Consultations and Long-Term Monitoring
Consultants
may help establish the diagnosis and direct inpatient care. A dermatologist is
the most likely clinician to establish the diagnosis, with or without biopsy.
Severe cases may require the involvement of a burn specialist or plastic
surgery specialist. Internal medicine, critical care, or pediatrics consultants
direct inpatient care. Ophthalmology consultation is mandatory for those with
ocular involvement. Depending on organ system involvement, consultations with a
gastroenterologist, pulmonologist, and nephrologist may be helpful.
Patients
with SJS require regular monitoring of their medications and status. Although
patients with erythema multiforme minor
may be treated as outpatients with topical steroids, those with erythema
multiforme major (ie, Stevens-Johnson syndrome) must be hospitalized. Cases of
erythema multiforme minor must be followed closely. Some authors recommend
daily follow-up.
Medication Summary
The
goal of pharmacotherapy in patients with Stevens-Johnson syndrome (SJS) is to
reduce morbidity and to prevent complications. No specific drug treatment has
been consistently shown to be beneficial in the treatment of SJS. The choice of
antibiotic for infectious causes depends on the cause of that infection.
Clinical
and laboratory evidence suggesting bloodstream infection mandates the use of
antibiotics. The most common organisms include Staphylococcus aureus,
Pseudomonas aeruginosa, and Enterobacteriaceae species.[26]
The
use of systemic corticosteroids is controversial, but may be useful in high
doses early in the disease. Morbidity and mortality actually may increase in
association with corticosteroid use. For persistent or recurrent ocular
inflammation, patients may benefit from short-term systemic corticosteroids
and/or long-term immunosuppressive therapy, which may reduce severity of
conjunctivitis and improve prognosis quod visum by reducing damage to
ocular surface.
Human
intravenous immunoglobulin (IVIG) has been described as both treatment and
prophylaxis.
Corticosteroids
Class Summary
These
agents have anti-inflammatory properties and cause profound and varied
metabolic effects. In addition, these agents modify the body's immune response
to diverse stimuli.
Prednisone
is an immunosuppressant for treatment of autoimmune disorders.
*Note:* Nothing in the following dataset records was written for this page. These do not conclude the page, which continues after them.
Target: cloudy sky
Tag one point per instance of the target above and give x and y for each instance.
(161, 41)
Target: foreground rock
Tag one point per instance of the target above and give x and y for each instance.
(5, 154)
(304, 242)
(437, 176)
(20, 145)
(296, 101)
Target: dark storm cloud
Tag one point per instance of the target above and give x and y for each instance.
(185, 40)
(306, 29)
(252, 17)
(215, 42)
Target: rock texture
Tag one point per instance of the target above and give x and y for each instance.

It may decrease
inflammation by reversing increased capillary permeability and suppressing
polymorphonuclear neutrophil (PMN) activity.
Methylprednisolone
decreases inflammation by suppressing migration of PMNs and reversing increased
capillary permeability.
Immunosuppressants
Class Summary
These
agents inhibit key factors of the immune system, reducing overall immune
activity.
Cyclosporine
is a cyclic polypeptide that suppresses some humoral immunity and, to a greater
extent, cell-mediated immune reactions such as delayed hypersensitivity,
allograft rejection, experimental allergic encephalomyelitis, and graft-vs-host
disease for a variety of organs.
For
children and adults, base dosing on ideal body weight.
Cyclophosphamide
is chemically related to nitrogen mustards. As an alkylating agent, the
mechanism of action of the active metabolites may involve cross-linking of DNA,
which may interfere with the growth of immune cells.
Immune Globulins
Class Summary
These
agents are used to improve clinical and immunologic aspects of the disease.
They may decrease autoantibody production, and they may increase solubilization
and removal of immune complexes.
IVIG
neutralizes circulating myelin antibodies through anti-idiotypic antibodies;
down-regulates proinflammatory cytokines, including interferon-gamma; blocks Fc
receptors on macrophages; suppresses inducer T and B cells and augments
suppressor T cells; blocks complement cascade; and promotes remyelination. IVIG
may increase IgG levels (by 10%) in the cerebrospinal fluid.